Peter Appel / 10.11.2020

@Dieter A. Graber:  Sie finden also Sippenhaft in Ordnung? Warum sollen 90% der ordnungsliebenden Bürger auf nützliche und hygienische Gegenstände aus Plastik verzichten, weil sich 10% Schmutzfinken nicht an die einfachsten Regeln halten? Ist das eigentlich ein deutsches Phänomen, dass mit dem Argument des Fehlverhaltens einiger Wenigen immer die Mehrheit der braven Bürger drangsaliert wird? Meines Wissens wird in Deutschland der weitaus größte Teil des Plastikmülls recycelt oder thermisch verwertet und ersetzt dadurch wertvolle Rohstoffe. Das ist längst nicht überall auf der Welt so. Warum wollen also ausgerechnet wir Deutsche immer mehr Verbote und Verordnungen, um die Welt zu retten? Ist es immer noch diese Hybris: “Am deutschen Wesen soll die Welt genesen”?

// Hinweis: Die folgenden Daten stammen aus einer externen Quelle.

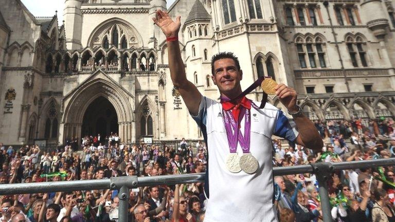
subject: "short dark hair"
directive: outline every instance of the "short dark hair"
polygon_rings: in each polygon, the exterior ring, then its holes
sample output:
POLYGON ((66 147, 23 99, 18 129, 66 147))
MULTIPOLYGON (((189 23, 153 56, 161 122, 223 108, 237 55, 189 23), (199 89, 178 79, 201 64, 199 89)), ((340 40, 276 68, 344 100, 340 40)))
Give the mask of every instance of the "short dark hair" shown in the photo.
POLYGON ((47 209, 53 209, 55 213, 60 213, 60 207, 56 203, 51 203, 47 207, 47 209))
POLYGON ((222 52, 218 53, 211 57, 211 74, 213 75, 214 73, 214 63, 217 61, 222 59, 231 59, 235 61, 235 64, 236 65, 236 67, 238 70, 240 70, 240 63, 239 62, 239 59, 235 55, 233 52, 222 52))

Gerd Heinzelmann / 10.11.2020

Erleben wir gerade die Transformation vom blinden Aktionismus zum mörderischen Aktionismus? Und ganz ehrlich: Was taugt ein Abitur, deren Absolventen glauben, daß der Strom nicht nur aus der, sondern auch von der Steckdose kommt? Eine dürfte sich auf jeden Fall die Hände reiben.

Jürgen Keil / 10.11.2020

Herr Lutz Hermann, ich bin auch so ein “staatsabhängiger, öffentlich-rechtlicher Kleingeist”. Ich bin einer der Rentner. Ich hoffe, Sie werden auch mal einer. Falls es sich noch nicht bis zu Ihnen herumgesprochen hat, eine kurze Belehrung: Bevor man Rentner wird, muss man in der Regel arbeiten. Wenn man arbeitet, und das habe ich 45 Jahre lang getan, muss man, auch in der Regel, in die Rentenversicherung einzahlen. Also meine Rente kommt nicht vom Staat, sondern über den Staat zu mir. Ich finde übrigens Steuererhöhungen absolut nicht gut, für CO2 gleich gar nicht, denn ich habe auch ein Auto und eine Gasheizung. Wie gesagt, ich wünsche Ihnen, dass Sie das Rentenalter erreichen. In der Regel ist man dann etwas weiser!